A POEM A DAY

I'm just happy to be here.

Tag: national poetry writing month

6/30: YOUR HAND ON A COUNTRY ROAD IN A LIGHTNING SHOW

On the darkest country road, I touch your hand in the dark
to remind my wandering mind
of what it feels like to be held while lightning
surrounds the sky the same way my arms do
around you when we sleep together and my breathing
slows down the same way storm clouds move in the sky
Something inside of me is forming
The sky’s bright siren is a warning signal
And where we are going, I have nothing left to fear
It is April and all the flowers laugh in the distance
as my car speeds past rolling hills of bluebonnets
I’m reaching through every reason I have to stay
And your hand anchors me to the Earth like a law
I will always follow. I only know
it took years to see
the possibility of not being alone

Whenever the clouds swallow the lightning,
I know you are my waiting horizon
I know you are the light that stays
I know you are the hand that reaches back

On the darkest country road, I interrogate the fate of my heart
Is this the place we start anew?

I look over to you in awe as lightning circles your face
Songs fill the space between us, music rolls in the clouds

And we listen
as the car carries us forward
together

30/30: “MY HEART, I STILL BELIEVE IN GOD.”

After Shannon Leigh

Wave of sorrow,
Do not drown me now:

I see the island
Still ahead somehow.

– From “Island” by Langston Hughes

My landlocked tongue tucks each destructive emotion
into unopened oceans where hope shipwrecked and did not return.
I have learned to stay afloat by letting the water wash away
most waves of sorrow but some waves are names
reaching for safe harbor like my lips are a lighthouse
but when the crest falls, all I do is flood inside.

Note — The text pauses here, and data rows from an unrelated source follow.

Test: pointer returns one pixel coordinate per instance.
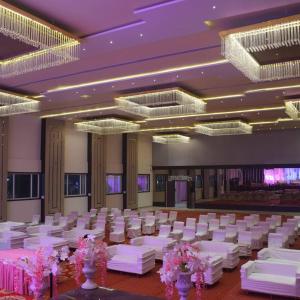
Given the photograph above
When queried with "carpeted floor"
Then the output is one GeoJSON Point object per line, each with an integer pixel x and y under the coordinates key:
{"type": "Point", "coordinates": [228, 288]}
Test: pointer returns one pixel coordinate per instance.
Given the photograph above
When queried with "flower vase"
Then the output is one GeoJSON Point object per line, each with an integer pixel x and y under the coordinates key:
{"type": "Point", "coordinates": [89, 270]}
{"type": "Point", "coordinates": [183, 284]}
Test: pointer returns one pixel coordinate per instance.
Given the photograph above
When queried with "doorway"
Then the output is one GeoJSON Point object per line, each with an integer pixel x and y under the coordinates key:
{"type": "Point", "coordinates": [181, 195]}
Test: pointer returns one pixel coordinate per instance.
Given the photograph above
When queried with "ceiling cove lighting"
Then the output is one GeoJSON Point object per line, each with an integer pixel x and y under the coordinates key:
{"type": "Point", "coordinates": [107, 126]}
{"type": "Point", "coordinates": [12, 104]}
{"type": "Point", "coordinates": [239, 44]}
{"type": "Point", "coordinates": [139, 75]}
{"type": "Point", "coordinates": [222, 113]}
{"type": "Point", "coordinates": [292, 108]}
{"type": "Point", "coordinates": [53, 46]}
{"type": "Point", "coordinates": [171, 139]}
{"type": "Point", "coordinates": [75, 112]}
{"type": "Point", "coordinates": [162, 103]}
{"type": "Point", "coordinates": [235, 127]}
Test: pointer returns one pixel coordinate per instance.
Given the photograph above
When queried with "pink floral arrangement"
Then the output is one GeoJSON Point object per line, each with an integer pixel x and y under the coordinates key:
{"type": "Point", "coordinates": [39, 266]}
{"type": "Point", "coordinates": [183, 258]}
{"type": "Point", "coordinates": [95, 251]}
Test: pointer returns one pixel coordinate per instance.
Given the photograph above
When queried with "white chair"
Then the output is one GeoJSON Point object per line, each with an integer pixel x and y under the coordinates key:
{"type": "Point", "coordinates": [211, 216]}
{"type": "Point", "coordinates": [136, 228]}
{"type": "Point", "coordinates": [177, 231]}
{"type": "Point", "coordinates": [159, 244]}
{"type": "Point", "coordinates": [149, 226]}
{"type": "Point", "coordinates": [172, 217]}
{"type": "Point", "coordinates": [49, 220]}
{"type": "Point", "coordinates": [164, 231]}
{"type": "Point", "coordinates": [213, 224]}
{"type": "Point", "coordinates": [277, 240]}
{"type": "Point", "coordinates": [118, 234]}
{"type": "Point", "coordinates": [245, 243]}
{"type": "Point", "coordinates": [34, 243]}
{"type": "Point", "coordinates": [163, 220]}
{"type": "Point", "coordinates": [189, 235]}
{"type": "Point", "coordinates": [242, 225]}
{"type": "Point", "coordinates": [203, 219]}
{"type": "Point", "coordinates": [202, 232]}
{"type": "Point", "coordinates": [231, 233]}
{"type": "Point", "coordinates": [131, 259]}
{"type": "Point", "coordinates": [224, 221]}
{"type": "Point", "coordinates": [271, 278]}
{"type": "Point", "coordinates": [232, 218]}
{"type": "Point", "coordinates": [228, 251]}
{"type": "Point", "coordinates": [190, 223]}
{"type": "Point", "coordinates": [257, 237]}
{"type": "Point", "coordinates": [93, 212]}
{"type": "Point", "coordinates": [73, 235]}
{"type": "Point", "coordinates": [272, 224]}
{"type": "Point", "coordinates": [278, 219]}
{"type": "Point", "coordinates": [35, 220]}
{"type": "Point", "coordinates": [219, 235]}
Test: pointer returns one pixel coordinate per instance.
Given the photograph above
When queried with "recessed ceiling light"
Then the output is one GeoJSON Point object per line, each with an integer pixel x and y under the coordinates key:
{"type": "Point", "coordinates": [85, 96]}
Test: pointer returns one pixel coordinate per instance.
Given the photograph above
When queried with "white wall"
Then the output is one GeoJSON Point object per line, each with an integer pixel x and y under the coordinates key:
{"type": "Point", "coordinates": [24, 144]}
{"type": "Point", "coordinates": [276, 147]}
{"type": "Point", "coordinates": [145, 167]}
{"type": "Point", "coordinates": [75, 162]}
{"type": "Point", "coordinates": [114, 166]}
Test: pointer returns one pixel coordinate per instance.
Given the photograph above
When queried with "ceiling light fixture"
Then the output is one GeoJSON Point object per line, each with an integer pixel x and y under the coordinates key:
{"type": "Point", "coordinates": [74, 112]}
{"type": "Point", "coordinates": [171, 139]}
{"type": "Point", "coordinates": [139, 75]}
{"type": "Point", "coordinates": [12, 104]}
{"type": "Point", "coordinates": [54, 46]}
{"type": "Point", "coordinates": [162, 103]}
{"type": "Point", "coordinates": [239, 44]}
{"type": "Point", "coordinates": [234, 127]}
{"type": "Point", "coordinates": [107, 126]}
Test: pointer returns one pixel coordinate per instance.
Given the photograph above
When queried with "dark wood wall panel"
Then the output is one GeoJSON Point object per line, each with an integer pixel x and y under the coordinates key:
{"type": "Point", "coordinates": [132, 169]}
{"type": "Point", "coordinates": [3, 167]}
{"type": "Point", "coordinates": [54, 166]}
{"type": "Point", "coordinates": [98, 171]}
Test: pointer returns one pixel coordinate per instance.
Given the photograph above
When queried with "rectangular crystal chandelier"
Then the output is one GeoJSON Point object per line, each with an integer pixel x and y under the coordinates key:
{"type": "Point", "coordinates": [162, 103]}
{"type": "Point", "coordinates": [235, 127]}
{"type": "Point", "coordinates": [292, 108]}
{"type": "Point", "coordinates": [12, 104]}
{"type": "Point", "coordinates": [239, 44]}
{"type": "Point", "coordinates": [53, 46]}
{"type": "Point", "coordinates": [107, 126]}
{"type": "Point", "coordinates": [171, 139]}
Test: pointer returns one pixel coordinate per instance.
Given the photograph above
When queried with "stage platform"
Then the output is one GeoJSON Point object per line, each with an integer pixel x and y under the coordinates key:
{"type": "Point", "coordinates": [243, 205]}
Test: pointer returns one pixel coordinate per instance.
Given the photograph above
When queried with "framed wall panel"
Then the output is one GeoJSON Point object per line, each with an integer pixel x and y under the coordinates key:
{"type": "Point", "coordinates": [3, 167]}
{"type": "Point", "coordinates": [54, 166]}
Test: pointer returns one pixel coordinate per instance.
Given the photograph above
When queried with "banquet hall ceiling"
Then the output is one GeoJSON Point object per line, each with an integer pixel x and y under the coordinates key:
{"type": "Point", "coordinates": [129, 37]}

Sorrow, you have made me a vessel but can I choose
what I carry?
I’m done committing to the horizon when I am hiding.
I see the island, still ahead somehow.
Not every choice is sink or swim, sink or swim, sink or swim.

Underneath this sorrow and underneath this pain is another wave
The water is so clear I see my face in the sky like another moon
Like another moon, I move the terrible tide on cue,
trying to hide my life beneath blue dreams of silence.
I drop my heart and pick it up like an anchor.
Wave of sorrow, let me follow the wind like a sail
with stories to tell.
I have no lifeboat and no flare.
My lung capacity is a catastrophe.
I hide my tongue from the tide when I know I shouldn’t.
What I choose to carry isn’t supposed to float.
For me, arriving is the same as surviving.
I came into this world, but only after water broke.
All my life I’ve carried an unopened ocean
Tasting the salt of my wounds,
I surrender to the seascape around me.
Nobody’s ever found me in the depths of my defeat.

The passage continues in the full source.